“La mitad más uno”. Cuatro apuntes sobre las primarias

Por Federico Montero*

La mitad más uno. Ante a la contundencia de los resultados, cabe señalar la magnitud de la recuperación de la que fue capaz el gobierno nacional desde la crisis política que significó el conflicto con las patronales agromediáticas en 2008. Sin temor a exagerar, se trata de la más importante recuperación política que registre la historia electoral en nuestro país, que no encuentra precedentes ni siquiera en fenómenos de naturaleza diferente que acontecían en “otro” país,  como el primer peronismo o el radicalismo de Yrigoyen, que siempre fueron en ascenso electoral hasta que fueron derrocados.
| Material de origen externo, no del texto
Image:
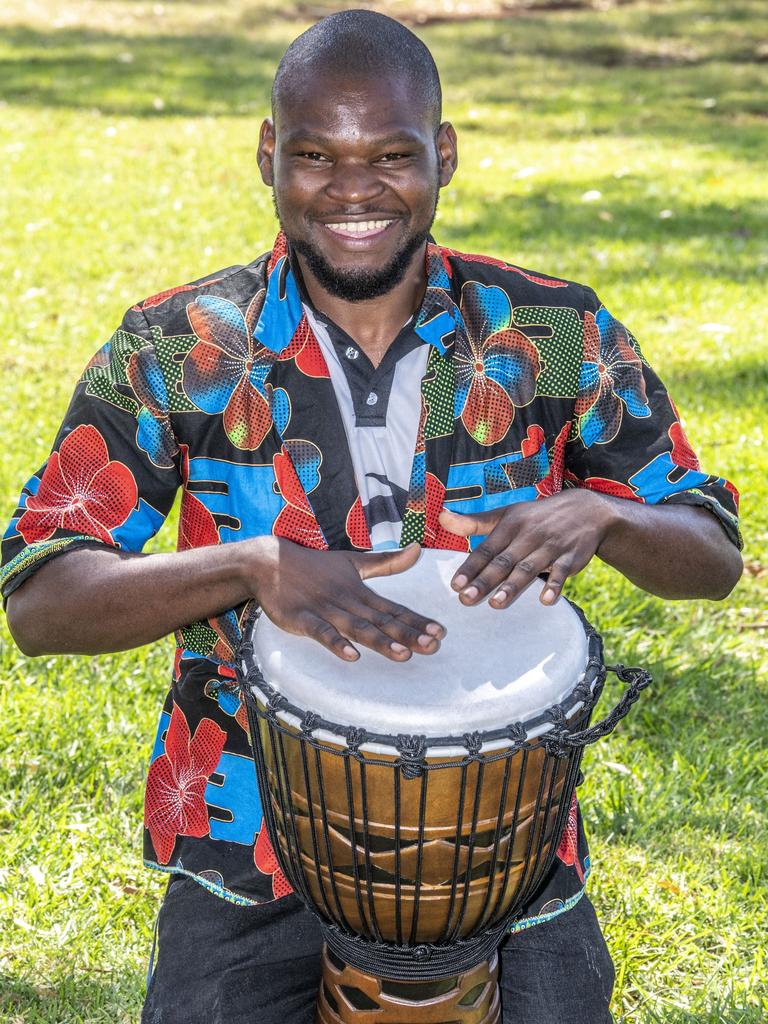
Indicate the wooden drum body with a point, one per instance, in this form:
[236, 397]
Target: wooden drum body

El dato sorprende más si lo comparamos con nuestro tiempo: en la democracia que tenemos desde 1983 a la fecha, las derrotas en las elecciones legislativas de mitad de término implicaron siempre la confirmación de una tendencia descendente que preanunció la derrota del oficialismo: así fue en 1987 cuando el peronismo se impuso y luego sucedió a Alfonsín en el gobierno, en 1997 cuando la Alianza derrotó a Menem y luego ganó las presidenciales del ’99 y, finalmente, la derrota de la propia Alianza en las legislativas de 2001 que preanunciaron la debacle de diciembre.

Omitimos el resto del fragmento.